Imperial Metals Corporation, known as IMI Imperial Metals Inc. until 2002, is a Canadian metals and mining company. Engaging in the acquisition, exploration, development, mining, and production of base and precious metals in North America, the majority of its holdings and operations are in British Columbia.

In 2016 the Company produced 119.17 million pounds of copper, 94,930 ounces gold and 330,960 ounces silver from its Mount Polley and Red Chris mines.

Operations

Imperial has one operating mine in British Columbia, two mines in care and maintenance in British Columbia, and two exploration stage projects also in British Columbia currently under development.

Mount Polley Mine (Care & Maintenance As of January 8, 2019) 

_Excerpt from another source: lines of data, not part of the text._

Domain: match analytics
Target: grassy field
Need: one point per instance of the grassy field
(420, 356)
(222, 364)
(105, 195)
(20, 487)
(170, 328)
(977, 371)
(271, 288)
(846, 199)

The Mount Polley mine located 100 km northeast of Williams Lake, British Columbia is an open pit copper/gold mine that started operation in 1997. Exploration on the property continues concurrent to mining operations with the expected lifetime of the mine expiring in 2025. In August 2014 the mine was the site of a dam breach. In the short term after the breach, the mining company faced protests by local activists including members of the Secwepemc Nation.

Red Chris Project

The Red Chris project is an operating open-pit copper/gold. The mine property is located outside of the community of Iskut, with the Klappan River flowing through the property less than 20 km from its confluence with the Stikine River. The mine's proximity to the Sacred Headwaters and the transboundary nature of environmental management in this region has raised concerns across the border on the Alaskan panhandle. On February 1, 2015, the Globe and Mail reported that commercial fisherman, native organizations, and the mayors of Sitka and Petersburg have released a joint statement requesting an "equal seat at the table with Canada in discussions about how and if watersheds shared by both countries are developed."